O apresentador vira-se para a câmara e aponta o dedo ao agressor da Dona Dores: "nós vamos estar de olho em si", "eu tenho estado a encherÉ", "se eu sei que você volta (a fazer destas) eu vou dizer o seu nome, vou dizer a prisão em que você está". Soares deu a entender que, se denunciasse o preso, os outros prisioneiros lhe limpavam o sebo.

Outro caso: um professor do ensino especial em Baltar abusou sexualmente duma menina deficiente; o tribunal de Paredes condenou-o a três anos com pena suspensa e multa. O Bombástico achou pouco. O apresentador vira-se para a câmara e chama ao professor "tinhoso e nojento": "Eu tenho nojo de si!", "Você, senhor professor, enoja-me!É Você é nojento!" "Esta gente mete nojo."

Faltava, porém, o momento definidor do Bombástico. Soares pegou no acórdão do tribunal de Paredes e disse que os "factos" ali dados como não provados "são os mais graves" - isto é, se são os mais graves é porque existiram! E, dizendo aos gritos "senhor professor, você enoja-me!", o jornalista lançou o acórdão do tribunal ao chão, com raiva, e deu-lhe um pontapé. O realizador completou a cena mostrando um grande plano do acórdão no chão. A SIC gostou muito deste momento, porque o utilizou como promoção na semana seguinte. E, no segundo programa, Soares voltou a amarfanhar uma decisão dum tribunal e a botá-la no chão.

Estes segundos simbolizaram o Bombástico. Os autores, apresentador e SIC arrogam-se o direito de, num programa de entretenimento melodramático baseado em casos reais, com uma "investigação" mais do que sumária, se assumirem detentores da verdade, se substituirem ao sistema judicial e achincalharem-no, amachucando e pontapeando um seu acórdão. A televisão entrega-se aqui a um populismo antidemocrático, badalhoco e apalhaçado para conquistar audiência nas classes com menos habilitações académicas, inculcando que o sistema democrático é incapaz de resolver problemas classistas ("isto da lei é só para uns") e que é à gritaria ("Vocês são uns merdas!", grita Soares) e que é à porrada que isto vai. Se a justiça em Portugal é fracota, esta televisão é bem pior.
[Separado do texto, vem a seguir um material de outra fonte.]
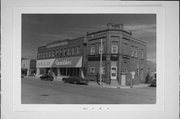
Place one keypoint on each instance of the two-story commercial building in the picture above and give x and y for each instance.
(123, 57)
(63, 58)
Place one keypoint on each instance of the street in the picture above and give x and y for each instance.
(35, 91)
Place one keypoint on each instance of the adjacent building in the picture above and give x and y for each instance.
(123, 56)
(63, 58)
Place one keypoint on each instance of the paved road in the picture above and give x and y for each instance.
(46, 92)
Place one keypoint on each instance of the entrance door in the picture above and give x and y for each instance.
(113, 72)
(123, 79)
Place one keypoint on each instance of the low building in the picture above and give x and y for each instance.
(28, 67)
(63, 58)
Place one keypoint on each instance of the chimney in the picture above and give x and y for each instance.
(115, 26)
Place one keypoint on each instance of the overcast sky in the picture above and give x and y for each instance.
(38, 29)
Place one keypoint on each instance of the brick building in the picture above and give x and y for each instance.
(123, 56)
(63, 58)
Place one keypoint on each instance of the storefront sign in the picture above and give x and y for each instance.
(68, 62)
(60, 62)
(45, 63)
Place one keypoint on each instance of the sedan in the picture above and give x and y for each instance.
(75, 80)
(47, 77)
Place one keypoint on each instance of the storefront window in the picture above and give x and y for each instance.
(78, 50)
(114, 49)
(49, 54)
(92, 50)
(39, 55)
(69, 51)
(92, 70)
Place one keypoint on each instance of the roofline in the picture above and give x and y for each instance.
(109, 30)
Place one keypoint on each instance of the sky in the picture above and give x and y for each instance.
(40, 29)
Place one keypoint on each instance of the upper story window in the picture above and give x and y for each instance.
(60, 52)
(44, 54)
(92, 51)
(57, 52)
(53, 53)
(39, 55)
(47, 55)
(69, 51)
(101, 50)
(92, 70)
(65, 52)
(103, 70)
(78, 50)
(114, 49)
(132, 52)
(73, 51)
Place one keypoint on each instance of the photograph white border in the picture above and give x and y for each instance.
(13, 25)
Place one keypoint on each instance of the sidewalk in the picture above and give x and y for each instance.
(104, 85)
(92, 83)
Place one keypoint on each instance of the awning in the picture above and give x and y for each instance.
(60, 62)
(45, 63)
(68, 62)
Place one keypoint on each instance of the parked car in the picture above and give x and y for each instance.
(76, 80)
(47, 77)
(153, 83)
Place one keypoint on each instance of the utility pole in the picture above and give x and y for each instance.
(100, 68)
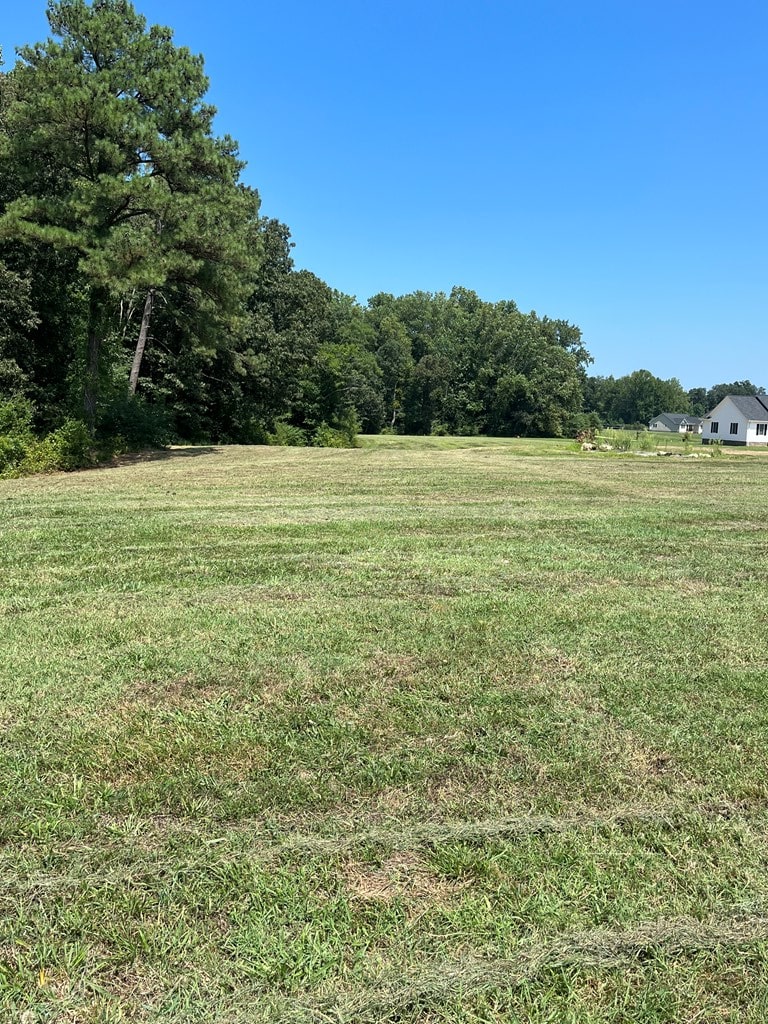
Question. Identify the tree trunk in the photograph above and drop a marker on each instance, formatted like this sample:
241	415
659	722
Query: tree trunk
144	330
95	333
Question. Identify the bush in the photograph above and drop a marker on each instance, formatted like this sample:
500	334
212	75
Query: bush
13	448
620	440
68	449
133	424
344	434
326	436
15	416
286	435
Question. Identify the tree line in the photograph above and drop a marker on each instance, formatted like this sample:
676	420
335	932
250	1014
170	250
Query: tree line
145	298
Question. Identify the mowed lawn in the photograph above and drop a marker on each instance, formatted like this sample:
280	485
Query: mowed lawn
452	731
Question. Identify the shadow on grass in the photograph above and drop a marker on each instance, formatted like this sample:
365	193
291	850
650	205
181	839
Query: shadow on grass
159	455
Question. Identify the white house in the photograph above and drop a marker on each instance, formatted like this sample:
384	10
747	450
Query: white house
676	423
738	419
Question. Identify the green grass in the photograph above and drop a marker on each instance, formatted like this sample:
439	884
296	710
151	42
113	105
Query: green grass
433	730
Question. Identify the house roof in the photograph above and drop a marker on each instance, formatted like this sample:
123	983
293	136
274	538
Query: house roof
753	407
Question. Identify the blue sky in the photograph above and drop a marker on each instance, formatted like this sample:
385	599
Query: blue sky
599	161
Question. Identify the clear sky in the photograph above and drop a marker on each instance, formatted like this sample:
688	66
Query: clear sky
600	161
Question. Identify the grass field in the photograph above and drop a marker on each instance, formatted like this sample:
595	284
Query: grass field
440	731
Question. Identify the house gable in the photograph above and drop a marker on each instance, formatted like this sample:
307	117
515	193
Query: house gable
737	420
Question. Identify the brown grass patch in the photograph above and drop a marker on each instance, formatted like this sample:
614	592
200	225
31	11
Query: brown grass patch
403	876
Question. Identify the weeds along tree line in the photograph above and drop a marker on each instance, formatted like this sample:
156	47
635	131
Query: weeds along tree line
144	298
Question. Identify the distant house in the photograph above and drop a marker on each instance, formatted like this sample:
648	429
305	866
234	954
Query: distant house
738	419
676	424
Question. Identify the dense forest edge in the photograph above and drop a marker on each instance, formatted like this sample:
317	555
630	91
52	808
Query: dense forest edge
145	300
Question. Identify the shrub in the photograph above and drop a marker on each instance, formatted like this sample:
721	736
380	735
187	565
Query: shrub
343	434
287	435
13	448
135	424
326	436
68	449
15	416
620	440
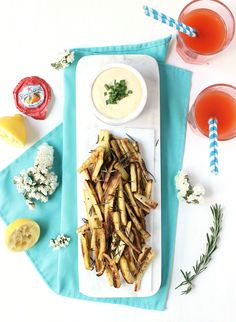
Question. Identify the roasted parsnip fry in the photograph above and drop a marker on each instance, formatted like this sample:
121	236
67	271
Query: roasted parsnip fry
109	276
143	268
122	171
86	174
112	186
121	234
95	246
141	206
124	145
103	139
116	149
114	270
124	267
145	201
133	177
136	223
94	198
108	175
132	200
98	165
138	240
131	259
92	159
139	178
118	251
83	229
144	169
148	189
121	148
121	204
85	247
99	191
117	196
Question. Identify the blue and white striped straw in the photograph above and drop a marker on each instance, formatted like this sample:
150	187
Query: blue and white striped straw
213	141
169	21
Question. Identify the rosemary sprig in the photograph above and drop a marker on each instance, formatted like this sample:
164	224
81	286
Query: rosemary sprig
205	258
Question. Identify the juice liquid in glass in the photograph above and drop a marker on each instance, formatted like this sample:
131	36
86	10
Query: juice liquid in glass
211	31
215	27
218	101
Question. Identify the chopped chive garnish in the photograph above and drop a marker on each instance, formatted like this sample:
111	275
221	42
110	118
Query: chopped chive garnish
117	91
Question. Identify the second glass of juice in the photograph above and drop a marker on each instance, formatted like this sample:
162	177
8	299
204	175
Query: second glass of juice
216	101
215	27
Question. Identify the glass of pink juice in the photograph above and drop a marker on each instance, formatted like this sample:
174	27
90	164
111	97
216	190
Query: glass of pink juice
215	27
217	101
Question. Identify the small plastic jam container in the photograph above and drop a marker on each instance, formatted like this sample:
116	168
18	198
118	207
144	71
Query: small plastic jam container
32	96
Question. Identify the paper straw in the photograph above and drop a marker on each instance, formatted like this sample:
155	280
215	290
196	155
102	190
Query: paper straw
170	21
213	141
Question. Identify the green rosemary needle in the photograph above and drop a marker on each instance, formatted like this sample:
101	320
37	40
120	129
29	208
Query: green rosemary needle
205	258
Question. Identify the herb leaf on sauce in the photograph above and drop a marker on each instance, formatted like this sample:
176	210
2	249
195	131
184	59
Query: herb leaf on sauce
116	91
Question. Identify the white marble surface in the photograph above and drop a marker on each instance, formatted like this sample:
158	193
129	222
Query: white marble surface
31	32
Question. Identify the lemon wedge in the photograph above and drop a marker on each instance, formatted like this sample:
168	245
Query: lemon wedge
22	234
12	130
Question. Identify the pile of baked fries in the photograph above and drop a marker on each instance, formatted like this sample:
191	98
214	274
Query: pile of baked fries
117	194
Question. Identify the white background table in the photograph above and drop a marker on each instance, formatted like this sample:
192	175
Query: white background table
31	33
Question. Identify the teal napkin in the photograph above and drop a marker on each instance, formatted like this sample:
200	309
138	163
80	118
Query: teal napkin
60	268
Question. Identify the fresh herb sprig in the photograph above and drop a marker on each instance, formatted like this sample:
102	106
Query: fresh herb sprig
205	258
117	91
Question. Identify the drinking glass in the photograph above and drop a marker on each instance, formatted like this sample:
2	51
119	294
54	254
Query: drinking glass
215	26
216	101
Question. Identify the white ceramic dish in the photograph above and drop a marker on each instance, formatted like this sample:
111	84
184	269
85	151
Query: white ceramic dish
138	110
146	129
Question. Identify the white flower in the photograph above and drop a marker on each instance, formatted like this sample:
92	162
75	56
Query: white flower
37	182
181	180
199	190
186	191
71	57
63	59
59	242
45	156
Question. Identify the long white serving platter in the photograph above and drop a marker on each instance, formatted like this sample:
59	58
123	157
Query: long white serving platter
146	130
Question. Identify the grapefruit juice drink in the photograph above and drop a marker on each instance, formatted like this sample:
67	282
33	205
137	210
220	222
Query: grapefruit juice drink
217	101
215	26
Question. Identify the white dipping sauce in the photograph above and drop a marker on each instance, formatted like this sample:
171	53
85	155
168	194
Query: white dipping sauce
126	105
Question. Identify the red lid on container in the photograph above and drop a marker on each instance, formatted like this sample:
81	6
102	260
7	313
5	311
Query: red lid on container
32	96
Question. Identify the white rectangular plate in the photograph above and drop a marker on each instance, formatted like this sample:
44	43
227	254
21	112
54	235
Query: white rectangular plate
145	130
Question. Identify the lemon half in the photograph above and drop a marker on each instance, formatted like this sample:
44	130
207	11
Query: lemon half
22	234
12	130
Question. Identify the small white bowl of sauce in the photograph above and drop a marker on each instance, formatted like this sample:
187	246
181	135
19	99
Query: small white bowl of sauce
118	93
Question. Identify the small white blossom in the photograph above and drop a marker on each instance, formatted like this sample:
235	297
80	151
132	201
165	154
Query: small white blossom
38	183
61	241
186	191
64	59
199	190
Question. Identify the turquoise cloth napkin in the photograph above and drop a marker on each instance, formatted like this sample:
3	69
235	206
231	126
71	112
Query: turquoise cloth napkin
60	268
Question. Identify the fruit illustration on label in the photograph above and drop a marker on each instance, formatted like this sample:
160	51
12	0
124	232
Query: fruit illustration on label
32	96
22	234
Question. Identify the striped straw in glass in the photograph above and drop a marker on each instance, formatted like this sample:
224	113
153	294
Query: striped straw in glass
213	145
157	15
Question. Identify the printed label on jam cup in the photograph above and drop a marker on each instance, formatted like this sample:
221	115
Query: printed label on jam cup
32	96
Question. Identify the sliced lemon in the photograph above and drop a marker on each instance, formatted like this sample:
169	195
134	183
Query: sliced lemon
22	234
12	130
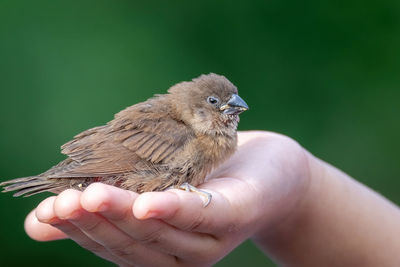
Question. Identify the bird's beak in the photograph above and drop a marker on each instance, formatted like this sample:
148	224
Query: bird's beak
234	106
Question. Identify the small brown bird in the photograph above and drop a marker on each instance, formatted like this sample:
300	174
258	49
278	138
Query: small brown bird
170	140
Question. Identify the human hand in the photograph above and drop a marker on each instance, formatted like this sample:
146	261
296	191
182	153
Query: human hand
256	189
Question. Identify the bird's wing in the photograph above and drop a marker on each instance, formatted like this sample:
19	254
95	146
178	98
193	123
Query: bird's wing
122	146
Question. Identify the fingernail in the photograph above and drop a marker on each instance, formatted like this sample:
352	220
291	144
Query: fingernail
102	207
150	214
74	215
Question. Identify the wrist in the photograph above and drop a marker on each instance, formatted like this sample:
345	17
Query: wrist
283	207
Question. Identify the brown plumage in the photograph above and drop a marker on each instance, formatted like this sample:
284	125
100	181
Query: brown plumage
168	140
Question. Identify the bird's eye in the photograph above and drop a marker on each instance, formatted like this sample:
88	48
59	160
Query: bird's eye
212	100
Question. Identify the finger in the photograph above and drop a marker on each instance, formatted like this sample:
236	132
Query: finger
185	210
115	205
41	231
46	215
97	228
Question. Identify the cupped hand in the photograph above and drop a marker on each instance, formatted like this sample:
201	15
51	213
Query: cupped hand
259	187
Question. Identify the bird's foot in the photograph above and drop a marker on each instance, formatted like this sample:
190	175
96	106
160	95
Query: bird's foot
204	195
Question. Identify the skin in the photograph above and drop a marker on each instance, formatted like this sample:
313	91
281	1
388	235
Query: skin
298	209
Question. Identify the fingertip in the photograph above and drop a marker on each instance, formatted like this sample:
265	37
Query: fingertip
95	197
67	204
100	197
41	231
44	212
155	205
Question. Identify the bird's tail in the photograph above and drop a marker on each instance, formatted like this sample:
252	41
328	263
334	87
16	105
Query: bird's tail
29	186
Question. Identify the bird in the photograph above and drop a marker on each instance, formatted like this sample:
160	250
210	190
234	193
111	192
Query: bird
171	140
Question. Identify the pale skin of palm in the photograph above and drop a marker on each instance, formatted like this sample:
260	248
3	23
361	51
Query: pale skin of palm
298	209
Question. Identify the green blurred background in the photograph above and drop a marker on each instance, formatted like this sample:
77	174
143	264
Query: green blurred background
326	73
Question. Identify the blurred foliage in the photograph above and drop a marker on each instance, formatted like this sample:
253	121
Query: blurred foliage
325	73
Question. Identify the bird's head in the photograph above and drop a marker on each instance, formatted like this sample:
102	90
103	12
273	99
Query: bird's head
210	104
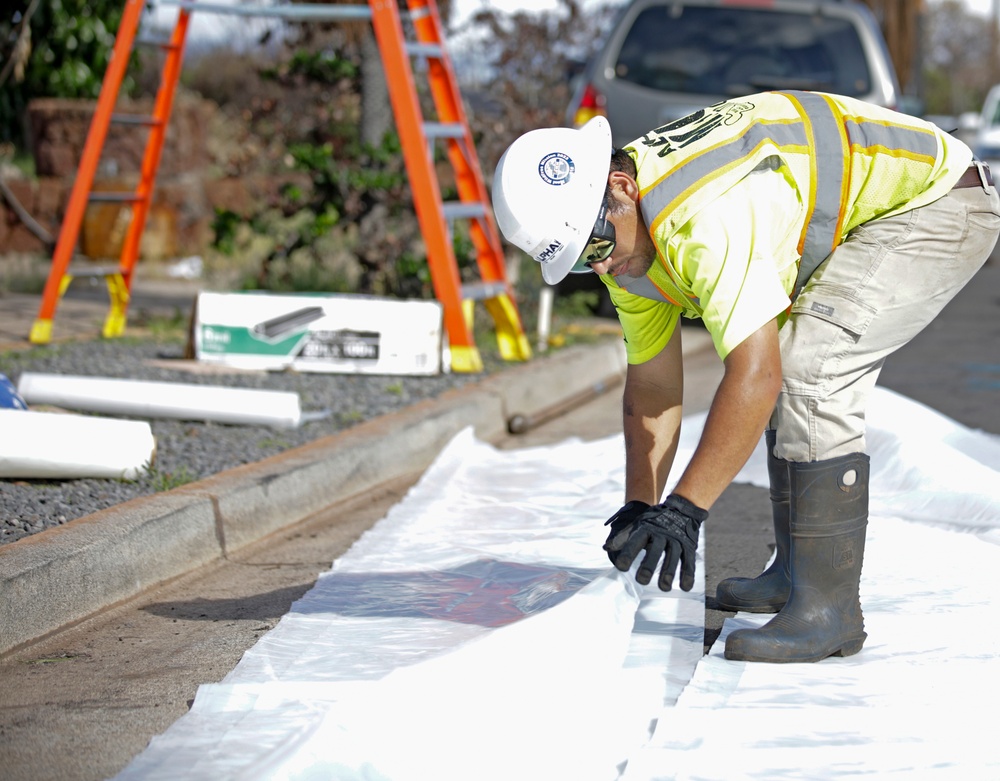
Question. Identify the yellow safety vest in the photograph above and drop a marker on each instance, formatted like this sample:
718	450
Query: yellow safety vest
850	161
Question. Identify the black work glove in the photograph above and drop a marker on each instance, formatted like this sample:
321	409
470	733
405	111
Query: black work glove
671	528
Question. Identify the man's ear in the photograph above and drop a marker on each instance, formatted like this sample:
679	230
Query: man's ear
622	184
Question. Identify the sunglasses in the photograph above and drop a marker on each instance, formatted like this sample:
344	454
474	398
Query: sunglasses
600	245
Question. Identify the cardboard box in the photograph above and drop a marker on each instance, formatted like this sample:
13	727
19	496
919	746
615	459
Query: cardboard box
351	334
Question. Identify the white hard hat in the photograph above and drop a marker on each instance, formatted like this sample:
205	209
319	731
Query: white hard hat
548	189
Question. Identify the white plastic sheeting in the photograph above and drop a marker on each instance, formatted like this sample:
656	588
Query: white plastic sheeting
477	632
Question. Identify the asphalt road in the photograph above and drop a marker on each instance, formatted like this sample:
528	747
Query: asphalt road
82	703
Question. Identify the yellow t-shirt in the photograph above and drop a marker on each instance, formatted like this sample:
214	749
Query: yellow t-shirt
730	237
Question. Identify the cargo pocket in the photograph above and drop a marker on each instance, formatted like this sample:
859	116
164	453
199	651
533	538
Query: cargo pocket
835	305
826	324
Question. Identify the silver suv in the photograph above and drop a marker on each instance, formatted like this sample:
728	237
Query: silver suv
664	59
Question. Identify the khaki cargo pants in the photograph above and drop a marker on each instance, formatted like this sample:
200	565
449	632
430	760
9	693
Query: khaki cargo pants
875	292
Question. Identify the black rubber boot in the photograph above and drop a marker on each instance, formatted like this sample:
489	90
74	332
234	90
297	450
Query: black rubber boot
768	592
829	513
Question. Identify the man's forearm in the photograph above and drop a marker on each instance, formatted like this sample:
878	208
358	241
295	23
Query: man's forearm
651	438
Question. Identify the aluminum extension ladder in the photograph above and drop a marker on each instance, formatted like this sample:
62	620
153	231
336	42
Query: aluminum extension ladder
417	137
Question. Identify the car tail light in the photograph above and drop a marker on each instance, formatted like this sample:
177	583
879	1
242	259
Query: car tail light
591	105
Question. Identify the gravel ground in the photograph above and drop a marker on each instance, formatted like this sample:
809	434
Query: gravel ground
189	450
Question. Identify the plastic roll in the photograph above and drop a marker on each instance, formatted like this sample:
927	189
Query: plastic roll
178	401
65	446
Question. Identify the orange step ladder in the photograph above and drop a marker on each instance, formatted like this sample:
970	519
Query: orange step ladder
118	278
417	138
436	216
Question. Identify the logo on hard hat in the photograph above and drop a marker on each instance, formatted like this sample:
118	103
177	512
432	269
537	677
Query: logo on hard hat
556	168
549	252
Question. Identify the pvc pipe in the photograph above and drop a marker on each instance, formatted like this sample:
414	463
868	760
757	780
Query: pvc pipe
64	446
178	401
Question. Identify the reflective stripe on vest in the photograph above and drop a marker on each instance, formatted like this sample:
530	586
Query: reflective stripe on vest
826	136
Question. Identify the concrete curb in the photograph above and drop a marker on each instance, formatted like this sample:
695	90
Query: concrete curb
62	575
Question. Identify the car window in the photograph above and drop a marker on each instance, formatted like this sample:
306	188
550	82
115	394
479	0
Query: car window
732	51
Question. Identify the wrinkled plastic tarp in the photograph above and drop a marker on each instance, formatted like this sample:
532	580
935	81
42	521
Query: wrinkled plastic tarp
478	632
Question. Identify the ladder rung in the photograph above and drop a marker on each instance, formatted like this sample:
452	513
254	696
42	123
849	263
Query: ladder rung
458	210
480	291
135	119
444	129
161	43
110	197
432	50
85	269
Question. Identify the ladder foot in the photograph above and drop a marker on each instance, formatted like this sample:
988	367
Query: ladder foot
466	359
41	331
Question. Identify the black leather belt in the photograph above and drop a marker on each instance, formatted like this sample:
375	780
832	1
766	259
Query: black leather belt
972	178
No momento seguinte ao pontapé no acórdão ficámos a saber por um telefonema em directo da família da menina abusada que os "factos" que o próprio Soares apresentara eram falsos: a menina não foi violada, como Soares dissera (embora tenha havido abuso sexual); e o professor não continua na escola, como Soares disse (foi expulso).

Parafraseando José Carlos Soares, o Bombástico é um programa mete-nojo. Não é "apenas" um entretém. O Bombástico ultrapassa os limites da decência e da ética de informar ou entreter - e por isso é que, apesar de tratar de informar sobre "casos reais", Soares entregou a carteira de jornalista à Comissão que a regula. Se os casos são reais, como o programa insiste, deveriam ser tratados com rigor informativo.

Há muitos programas pelo mundo em que se reconstituem com rigor crimes não resolvidos e em que se divulgam fotos de desaparecidos (o que o Bombástico fez na primeira semana, mas depois desapareceu a polícia a informar, bem como desapareceram um advogado e uma psicóloga; devem ter desaparecido para não ficarem colados à "lumpen-televisão"). Por esse mundo fora, estes programas procuram audiências e adoptam um tom melodramático, mas fazem-no com decência e sem ofender a investigação, a justiça, sem pôr em causa os participantes. O Bombástico preferiu encostar-se ao sub-género brasileiro Ratinho. Parece sina do operador que ocupa o segundo lugar no share generalista: há uns anos foi a TVI a optar pelo Ratinho e pelo Big Brother; agora é a SIC que mete a mão neste Bombástico, depois do Bar da TV e do Masterplan.

Em termos de programas, este parece ser o caminho principal da televisão generalista comercial. Com as audiências dos grupos sociais mais dinâmicos a fugirem para a TV temática ou de vez, sobram aos generalistas os pobres e os velhos. E é com programas do tipo Bombástico e Vidas Reais que os generalistas os querem conquistar ou conquistam mesmo. Daí resultando ainda menos audiência entre os grupos sociais mais dinâmicos. As estreias das estações generalistas nas próximas semanas prometem uma televisão toda ela bombástica.